Kiedy zobaczyliśmy panią Janinę Ochojską wystającą w deszczu pod Sejmem w oczekiwaniu na akt łaskawości marszałka Kuchcińskiego, który ostatecznie nie wpuścił jej do budynku, którym zarządza w imieniu suwerena, przypomniała nam się szmoncesowa anegdota.
Dawno temu żydowski bankier negocjował z rządem CK pożyczkę, którą w jego banku chciała zaciagnąć monarchia. Kiedy negocjacje zbliżały się do końca premier rządu CK dyskretnie poniformował bankiera, że jego syn Maurycy, jest groźnym terorystą. I wtedy bankier miał powiedzieć: żadnej pożyczki nie nie udzielę, bo jaką gwarancję może mi dać monarchia, która boi się mojego Mońka!

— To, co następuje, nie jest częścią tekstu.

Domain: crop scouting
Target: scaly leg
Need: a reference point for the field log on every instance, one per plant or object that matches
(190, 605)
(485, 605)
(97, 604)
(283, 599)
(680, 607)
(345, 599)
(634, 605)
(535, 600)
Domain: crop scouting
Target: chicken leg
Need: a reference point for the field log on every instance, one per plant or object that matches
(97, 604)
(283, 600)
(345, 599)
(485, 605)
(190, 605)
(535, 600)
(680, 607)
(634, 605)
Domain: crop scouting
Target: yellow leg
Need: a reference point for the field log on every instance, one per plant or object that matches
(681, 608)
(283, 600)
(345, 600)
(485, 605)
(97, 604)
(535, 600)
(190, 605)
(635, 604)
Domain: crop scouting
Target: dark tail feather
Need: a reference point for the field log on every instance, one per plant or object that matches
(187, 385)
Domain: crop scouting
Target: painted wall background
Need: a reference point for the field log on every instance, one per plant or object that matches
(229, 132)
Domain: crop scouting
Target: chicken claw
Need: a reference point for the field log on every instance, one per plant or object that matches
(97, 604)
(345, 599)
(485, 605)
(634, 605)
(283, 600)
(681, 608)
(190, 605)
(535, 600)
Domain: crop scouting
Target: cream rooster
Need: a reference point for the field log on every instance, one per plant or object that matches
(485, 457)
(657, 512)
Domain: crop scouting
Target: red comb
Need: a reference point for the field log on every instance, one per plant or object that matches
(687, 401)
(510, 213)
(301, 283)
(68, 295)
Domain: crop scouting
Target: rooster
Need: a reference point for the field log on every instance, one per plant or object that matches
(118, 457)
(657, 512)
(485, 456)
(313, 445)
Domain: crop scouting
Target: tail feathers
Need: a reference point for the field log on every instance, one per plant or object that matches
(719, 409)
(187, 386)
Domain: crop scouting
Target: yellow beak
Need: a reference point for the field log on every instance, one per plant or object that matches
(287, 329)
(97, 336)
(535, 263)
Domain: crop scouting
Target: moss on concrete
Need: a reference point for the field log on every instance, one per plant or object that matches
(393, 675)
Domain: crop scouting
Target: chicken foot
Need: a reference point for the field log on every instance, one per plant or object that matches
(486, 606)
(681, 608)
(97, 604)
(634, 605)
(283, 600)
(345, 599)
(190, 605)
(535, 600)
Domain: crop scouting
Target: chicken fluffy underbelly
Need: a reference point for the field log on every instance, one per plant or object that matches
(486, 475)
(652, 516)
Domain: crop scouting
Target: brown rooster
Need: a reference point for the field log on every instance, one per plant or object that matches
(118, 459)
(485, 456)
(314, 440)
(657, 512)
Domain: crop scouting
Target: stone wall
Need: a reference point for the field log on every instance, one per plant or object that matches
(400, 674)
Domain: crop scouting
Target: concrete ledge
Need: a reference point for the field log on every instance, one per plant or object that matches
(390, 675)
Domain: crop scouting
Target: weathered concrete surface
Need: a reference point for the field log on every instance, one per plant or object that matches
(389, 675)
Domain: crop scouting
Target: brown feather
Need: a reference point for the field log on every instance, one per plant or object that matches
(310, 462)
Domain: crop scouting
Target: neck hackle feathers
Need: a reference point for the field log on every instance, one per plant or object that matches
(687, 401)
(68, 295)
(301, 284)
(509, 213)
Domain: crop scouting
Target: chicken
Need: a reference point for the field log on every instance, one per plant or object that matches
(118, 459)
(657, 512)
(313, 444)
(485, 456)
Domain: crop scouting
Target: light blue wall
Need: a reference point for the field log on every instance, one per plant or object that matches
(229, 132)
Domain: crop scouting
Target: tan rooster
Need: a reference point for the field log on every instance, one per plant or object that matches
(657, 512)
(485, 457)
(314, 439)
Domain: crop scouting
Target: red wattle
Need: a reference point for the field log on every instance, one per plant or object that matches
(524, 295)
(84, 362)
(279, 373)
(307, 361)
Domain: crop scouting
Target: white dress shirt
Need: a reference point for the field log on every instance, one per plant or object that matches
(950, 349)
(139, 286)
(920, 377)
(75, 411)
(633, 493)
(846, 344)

Panie Marszałki, odwagi! Rozumiemy obawy przed wpuszczeniem do Sejmu pani Wandy Traczyk – Stawskiej, strzelca „Pączka” z Powstania Warszawskiego. Taka, to jak Kolegów skrzyknie, to i z Niemcem sobie poradzi. Ale mojra przed Ochojską? Toż ona w życiu muchy nie skrzywdziła, a Panu mogłaby pomóc wybudować studnię. Daj Bóg, mądrości.